In Good Conscience (1 Corinthians 8:1-8)

adminSermons

Sermon Direct Link
11/5/23
Rev. Clint Smith

In Good Conscience (1 Corinthians 8:1-8)

Christians instinctively know that idolatry is folly. (Isaiah 44:9-20) The Apostle Paul addressed the Corinthian Churches ego over their religious “knowledge.” Some of the Christians in Corinth were hurting their brothers and sisters by being “puffed up” with knowledge they had acquired by their learning, efforts, and their experiences. They were not unified.

Paul acknowledged that the Christians at Corinth had knowledge concerning meats sacrificed to idols. His issue was with their self-righteous arrogance and their lack of unselfish love for others. Knowledge without love amounts to little.

God desires for His Church to build one another up and encourage one another to grow in wisdom. We cannot know what we ought to know pertaining to divine matters without love.

If we love God with awe-filled reverence, obedience, and gratitude we will be greatly loved by Him and be known as His very own! 2 Timothy 2:14-19
There is no God but the God of the Bible! Idols have no real existence, they are manmade. For the Corinthian believer, eating meat sacrificed to idols was not a big deal, unless it was.

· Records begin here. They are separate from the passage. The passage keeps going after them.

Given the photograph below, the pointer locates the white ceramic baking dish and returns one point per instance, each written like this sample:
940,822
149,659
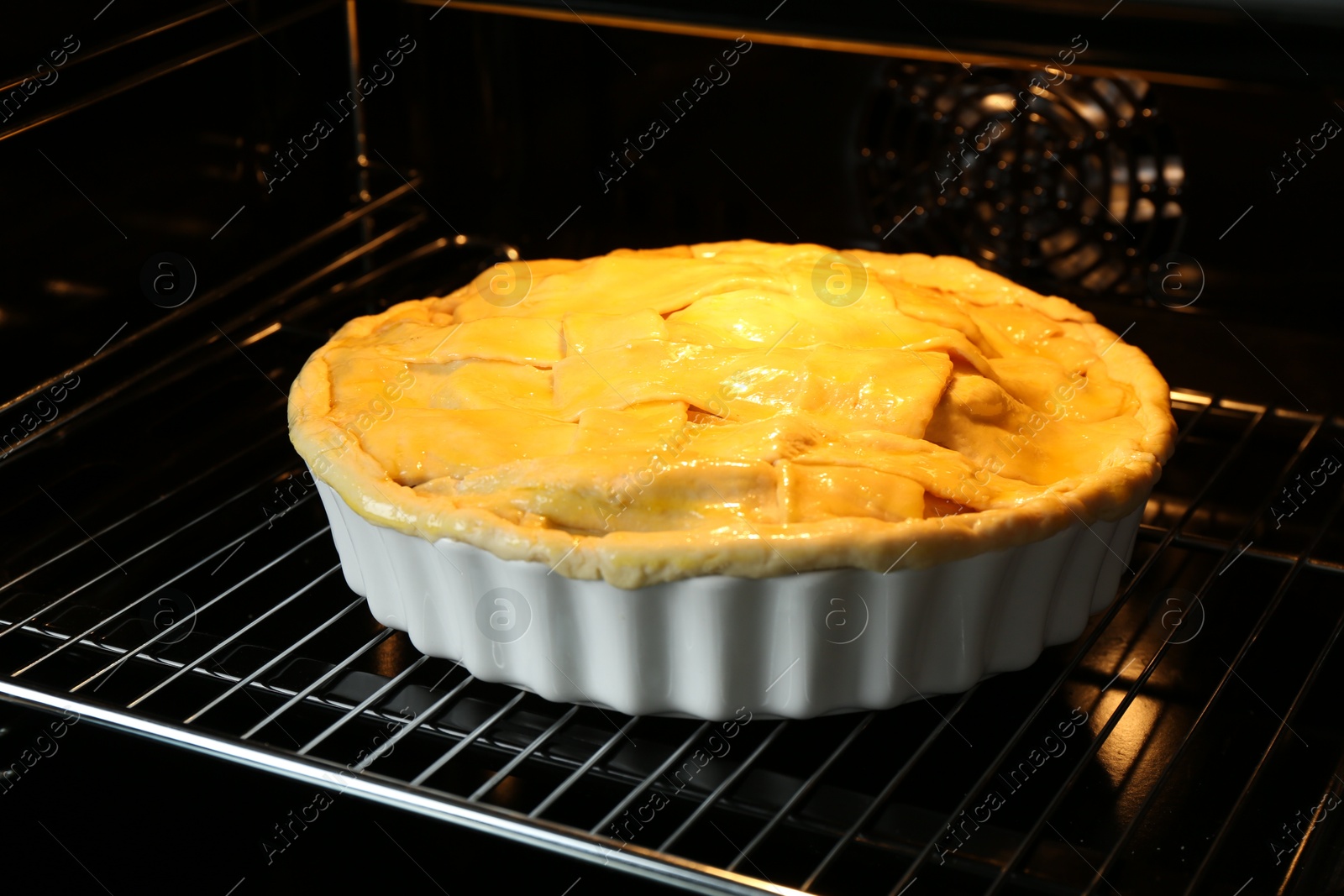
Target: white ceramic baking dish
790,647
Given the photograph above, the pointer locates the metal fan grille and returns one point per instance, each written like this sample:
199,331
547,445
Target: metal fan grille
1074,184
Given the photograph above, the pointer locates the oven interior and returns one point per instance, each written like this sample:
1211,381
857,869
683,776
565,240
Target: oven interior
168,573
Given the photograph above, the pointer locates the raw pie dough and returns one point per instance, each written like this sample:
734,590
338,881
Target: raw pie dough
659,414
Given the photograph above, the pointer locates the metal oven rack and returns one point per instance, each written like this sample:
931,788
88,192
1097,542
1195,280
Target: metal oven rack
172,577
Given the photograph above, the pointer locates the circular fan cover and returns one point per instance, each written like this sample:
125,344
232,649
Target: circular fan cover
1073,186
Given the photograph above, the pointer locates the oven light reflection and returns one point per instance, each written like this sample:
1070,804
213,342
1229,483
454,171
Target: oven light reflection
1122,748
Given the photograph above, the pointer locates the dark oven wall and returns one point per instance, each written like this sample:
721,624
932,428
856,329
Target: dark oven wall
573,141
1193,208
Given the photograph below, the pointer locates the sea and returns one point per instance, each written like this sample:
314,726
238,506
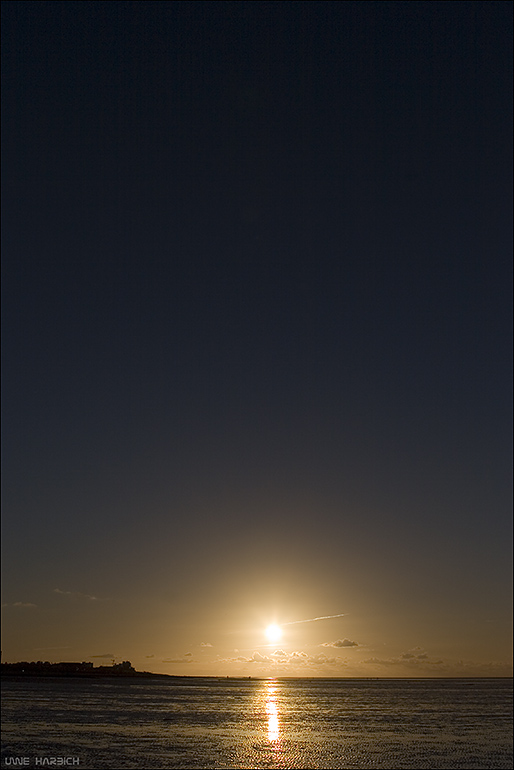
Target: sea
213,723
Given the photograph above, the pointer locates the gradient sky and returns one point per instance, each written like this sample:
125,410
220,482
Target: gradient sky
257,336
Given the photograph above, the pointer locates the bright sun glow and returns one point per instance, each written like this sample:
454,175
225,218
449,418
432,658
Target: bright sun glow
273,632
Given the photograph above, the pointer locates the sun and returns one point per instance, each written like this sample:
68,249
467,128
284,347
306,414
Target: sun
273,632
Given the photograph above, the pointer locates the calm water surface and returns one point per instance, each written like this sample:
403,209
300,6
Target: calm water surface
209,723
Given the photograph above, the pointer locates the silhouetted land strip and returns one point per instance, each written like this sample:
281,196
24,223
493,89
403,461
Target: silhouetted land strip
40,668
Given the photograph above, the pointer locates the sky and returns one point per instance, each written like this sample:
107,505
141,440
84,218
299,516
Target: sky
257,335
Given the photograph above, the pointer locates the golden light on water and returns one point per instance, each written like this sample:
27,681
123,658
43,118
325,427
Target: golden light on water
273,633
272,712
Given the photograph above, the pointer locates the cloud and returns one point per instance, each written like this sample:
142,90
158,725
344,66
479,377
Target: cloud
37,649
26,605
258,658
281,659
177,660
78,595
312,620
413,657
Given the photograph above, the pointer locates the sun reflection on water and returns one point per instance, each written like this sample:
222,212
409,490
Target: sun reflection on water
272,712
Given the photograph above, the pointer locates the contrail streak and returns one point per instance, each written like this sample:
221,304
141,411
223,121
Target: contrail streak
311,620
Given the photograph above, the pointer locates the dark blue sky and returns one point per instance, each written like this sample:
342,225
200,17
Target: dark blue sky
257,252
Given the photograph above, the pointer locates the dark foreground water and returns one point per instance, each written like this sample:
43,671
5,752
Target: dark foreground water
209,723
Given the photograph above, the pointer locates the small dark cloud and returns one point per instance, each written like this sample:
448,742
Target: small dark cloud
26,605
177,660
77,595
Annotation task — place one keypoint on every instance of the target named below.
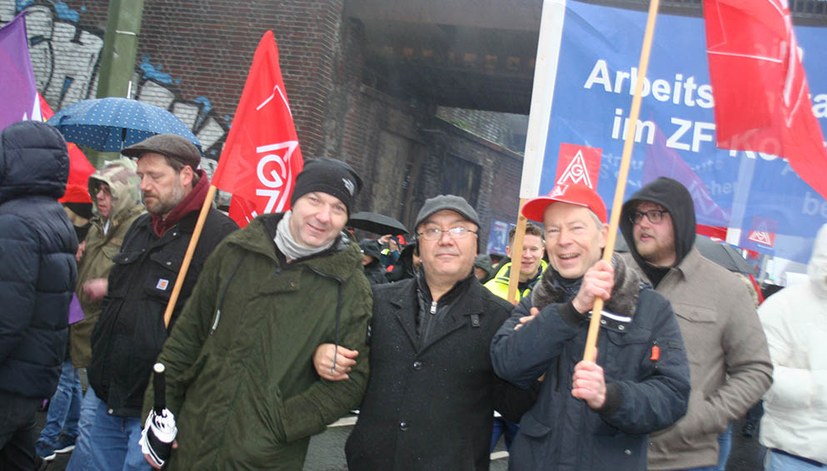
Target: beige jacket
(729, 362)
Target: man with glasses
(728, 356)
(431, 394)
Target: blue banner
(776, 212)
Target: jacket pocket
(698, 329)
(162, 273)
(621, 349)
(532, 427)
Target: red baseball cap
(580, 195)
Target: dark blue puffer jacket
(37, 259)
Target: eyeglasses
(435, 233)
(653, 215)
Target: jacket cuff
(570, 315)
(613, 398)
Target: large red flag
(261, 157)
(762, 100)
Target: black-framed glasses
(653, 215)
(435, 233)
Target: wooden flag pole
(516, 254)
(629, 140)
(185, 265)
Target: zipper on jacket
(223, 293)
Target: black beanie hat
(330, 176)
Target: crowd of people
(285, 325)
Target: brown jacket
(729, 361)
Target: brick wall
(397, 145)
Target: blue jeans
(774, 461)
(64, 408)
(114, 440)
(80, 459)
(503, 427)
(724, 447)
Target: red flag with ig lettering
(762, 100)
(261, 157)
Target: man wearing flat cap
(130, 332)
(589, 415)
(432, 390)
(239, 374)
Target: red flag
(261, 157)
(77, 187)
(762, 100)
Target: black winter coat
(37, 259)
(644, 362)
(429, 408)
(130, 332)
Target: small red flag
(261, 157)
(77, 187)
(762, 100)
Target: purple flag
(18, 91)
(75, 310)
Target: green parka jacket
(239, 363)
(100, 247)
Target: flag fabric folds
(762, 100)
(77, 187)
(261, 157)
(18, 91)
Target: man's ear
(187, 176)
(604, 235)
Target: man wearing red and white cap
(589, 416)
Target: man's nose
(324, 214)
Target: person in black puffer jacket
(37, 277)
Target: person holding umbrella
(131, 330)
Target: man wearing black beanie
(238, 374)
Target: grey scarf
(553, 289)
(289, 246)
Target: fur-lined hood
(628, 284)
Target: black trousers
(17, 427)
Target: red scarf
(192, 202)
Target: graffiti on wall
(66, 62)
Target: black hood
(673, 196)
(33, 161)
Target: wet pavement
(326, 451)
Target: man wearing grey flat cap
(238, 364)
(432, 390)
(130, 331)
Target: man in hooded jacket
(116, 204)
(37, 277)
(729, 361)
(794, 425)
(589, 415)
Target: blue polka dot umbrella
(110, 124)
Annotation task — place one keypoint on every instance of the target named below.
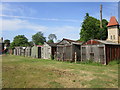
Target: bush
(114, 62)
(90, 62)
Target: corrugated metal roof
(112, 21)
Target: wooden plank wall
(112, 52)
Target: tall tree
(7, 42)
(19, 40)
(91, 29)
(51, 37)
(38, 38)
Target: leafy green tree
(51, 37)
(38, 38)
(19, 40)
(50, 41)
(31, 43)
(91, 29)
(7, 42)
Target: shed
(36, 51)
(15, 51)
(28, 51)
(69, 50)
(19, 51)
(100, 51)
(49, 50)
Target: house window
(111, 36)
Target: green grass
(26, 72)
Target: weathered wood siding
(112, 53)
(28, 51)
(46, 51)
(68, 52)
(93, 52)
(36, 52)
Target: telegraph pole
(101, 16)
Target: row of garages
(73, 51)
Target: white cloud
(43, 19)
(70, 32)
(18, 24)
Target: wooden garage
(100, 51)
(49, 50)
(36, 51)
(28, 51)
(69, 50)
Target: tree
(38, 38)
(91, 29)
(7, 42)
(51, 37)
(31, 43)
(19, 40)
(50, 41)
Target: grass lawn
(26, 72)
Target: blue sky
(61, 18)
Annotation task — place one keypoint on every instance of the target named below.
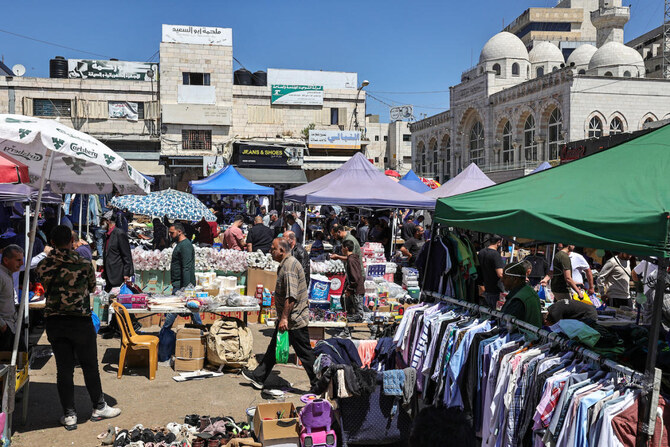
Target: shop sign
(334, 139)
(257, 155)
(306, 95)
(115, 70)
(199, 35)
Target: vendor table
(182, 310)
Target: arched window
(616, 126)
(529, 145)
(446, 158)
(595, 127)
(508, 150)
(477, 144)
(554, 132)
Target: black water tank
(260, 78)
(58, 67)
(242, 77)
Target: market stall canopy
(12, 170)
(81, 164)
(471, 179)
(25, 193)
(413, 182)
(173, 204)
(358, 183)
(626, 208)
(228, 181)
(542, 167)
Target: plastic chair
(130, 339)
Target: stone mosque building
(517, 108)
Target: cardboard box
(270, 430)
(257, 276)
(189, 350)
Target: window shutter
(28, 106)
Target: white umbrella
(71, 161)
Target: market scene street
(438, 224)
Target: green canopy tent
(616, 199)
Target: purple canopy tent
(358, 183)
(471, 179)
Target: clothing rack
(550, 336)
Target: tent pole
(647, 412)
(46, 168)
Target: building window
(529, 144)
(195, 78)
(508, 150)
(334, 116)
(554, 132)
(446, 161)
(477, 144)
(52, 107)
(616, 126)
(196, 140)
(595, 127)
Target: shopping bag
(281, 351)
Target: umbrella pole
(46, 168)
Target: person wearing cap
(522, 301)
(233, 238)
(117, 259)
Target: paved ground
(151, 403)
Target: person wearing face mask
(117, 259)
(522, 301)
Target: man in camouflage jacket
(68, 281)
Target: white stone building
(517, 108)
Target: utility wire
(52, 43)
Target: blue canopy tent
(413, 182)
(228, 181)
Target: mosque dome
(545, 52)
(614, 54)
(503, 45)
(581, 55)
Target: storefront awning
(274, 176)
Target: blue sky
(399, 46)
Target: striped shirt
(291, 284)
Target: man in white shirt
(581, 268)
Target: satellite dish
(18, 70)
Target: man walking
(117, 259)
(182, 268)
(293, 313)
(68, 280)
(491, 265)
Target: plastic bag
(281, 351)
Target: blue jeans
(171, 317)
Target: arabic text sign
(117, 70)
(201, 35)
(334, 139)
(309, 95)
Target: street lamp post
(365, 83)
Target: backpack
(230, 344)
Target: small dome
(613, 54)
(545, 52)
(582, 55)
(503, 45)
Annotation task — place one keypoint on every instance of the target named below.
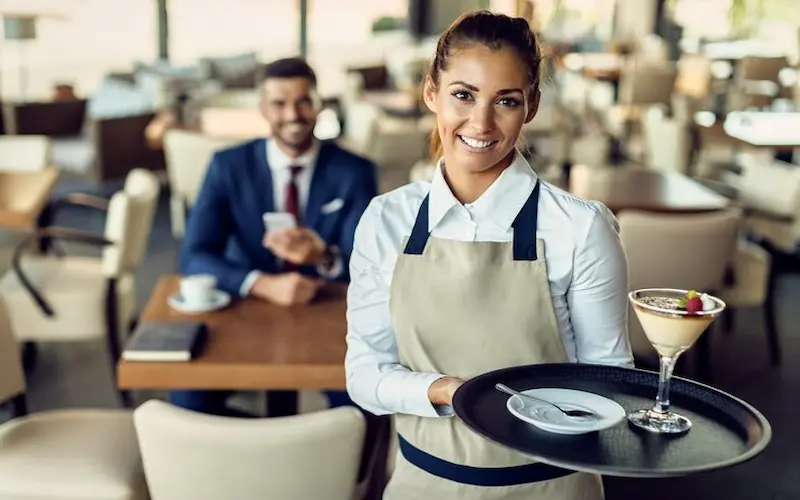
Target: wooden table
(630, 188)
(252, 345)
(24, 195)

Paul declared this truth, “there is but one God, the Father, who is the source of all things, and we exist for Him; and one Lord, Jesus Christ, by whom are all things that have been created, and we believers exist and have life and have been redeemed through Him.” John 1:1-3

In the Church in Corinth, not all believers had a proper knowledge of God. Before Christ, some of the Corinthians had been accustomed to worshipping idols as real and living. After salvation, their consciences still were weak and they felt guilty and ashamed when they experienced the idol meat market.

“Ever since Adam and Eve ate of the tree of knowledge in the Garden of Eden, mere knowledge has been a snare to the human race.”